SPH student, alum selected for Fulbright grants
Both are participants in SPH's global health concentration
About the grant winners Heading link
Greg Klazura, MD, MPH in Health Policy Administration student with a global health concentration and a 2018 graduate of the University of Illinois College of Medicine, was selected for a research program in Uganda that has been temporarily delayed due to the COVID-19 pandemic. Should the program’s status change this fall, he will spend approximately six months in Uganda performing a quality improvement project and formal evaluation of the Pediatric Emergency Surgery Course and its impact on patient outcomes.
“In Uganda, there are seven pediatric surgeons. There should be roughly 200 given its pediatric population. As a way to address this unanswered burden of surgical disease, Ugandan and international faculty created and delivered the Pediatric Emergency Surgery Course,” he said. “The course aims to improve referral patterns to tertiary centers for complex pediatric surgical conditions and also improve surgical capacity in rural areas for pediatric surgical disease that do not require a referral.”

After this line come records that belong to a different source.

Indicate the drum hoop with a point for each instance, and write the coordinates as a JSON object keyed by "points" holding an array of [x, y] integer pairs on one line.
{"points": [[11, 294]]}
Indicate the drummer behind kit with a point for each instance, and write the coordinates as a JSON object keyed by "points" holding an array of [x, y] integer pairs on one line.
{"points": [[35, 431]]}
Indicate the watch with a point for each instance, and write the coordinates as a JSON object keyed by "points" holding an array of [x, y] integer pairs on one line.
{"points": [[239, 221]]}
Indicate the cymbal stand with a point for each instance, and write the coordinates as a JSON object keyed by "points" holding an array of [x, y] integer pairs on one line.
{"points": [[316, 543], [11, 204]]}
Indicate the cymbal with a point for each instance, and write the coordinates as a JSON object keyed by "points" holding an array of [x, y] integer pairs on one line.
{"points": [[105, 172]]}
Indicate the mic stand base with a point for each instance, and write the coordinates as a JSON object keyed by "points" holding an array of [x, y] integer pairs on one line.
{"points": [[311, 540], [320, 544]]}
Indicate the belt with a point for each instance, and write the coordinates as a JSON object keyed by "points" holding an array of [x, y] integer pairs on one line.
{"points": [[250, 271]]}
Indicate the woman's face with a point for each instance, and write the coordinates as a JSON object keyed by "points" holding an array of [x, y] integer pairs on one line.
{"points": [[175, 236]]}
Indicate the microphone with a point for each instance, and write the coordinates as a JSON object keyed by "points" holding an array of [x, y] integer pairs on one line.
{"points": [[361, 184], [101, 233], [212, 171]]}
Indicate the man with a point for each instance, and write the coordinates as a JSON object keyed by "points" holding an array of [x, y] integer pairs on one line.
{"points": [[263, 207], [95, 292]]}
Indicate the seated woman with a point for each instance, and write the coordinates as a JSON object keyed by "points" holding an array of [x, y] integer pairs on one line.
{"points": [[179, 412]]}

Klazura believes the Fulbright experience will benefit his ongoing research focused on improving access to surgical care in low resource settings and his professional interests in global, trauma and pediatric surgery.
“The Fulbright provides me a wonderful opportunity to form closer relationships with Ugandan health care providers, apply the lessons from the Global Medicine Program at UIC and my current master’s in public health program, network within the global health community, and learn from the incredible Fulbright network,” he said.
Klazura, a native of Rockford, Illinois, earned a bachelor’s degree in pre-professional studies from the University of Notre Dame.
Coraima Yanez, MPH in Community Health Sciences ’21 with a concentration in global health, has accepted a Fulbright English teaching assistantship, or ETA, to teach in Calahorra, Spain. Her 10-month program is scheduled to begin in September and will be based at IES Valle del Cidacos, a secondary school in the country’s La Rioja region.
“Being a native bilingual speaker myself, and a first-generation student, I look forward to making space for trust and growth and pushing my students’ learning beyond the confines of the classroom. I’m also looking forward to experiencing life in rural Spain, as I grew up in a rural town (Tribune) in western Kansas,” said Yanez.
Yanez, who received a bachelor’s degree in life sciences and a minor in Spanish from Kansas State University in 2019, plans to pursue a career in the global health sector.
“Through Fulbright, I will not only be able to participate in cultural exchange and teach English in the ways that helped set me up to where I am today, but I will also have the opportunity to build relationships and engage in conversations that will continue to prepare me for a career in public service,” she said.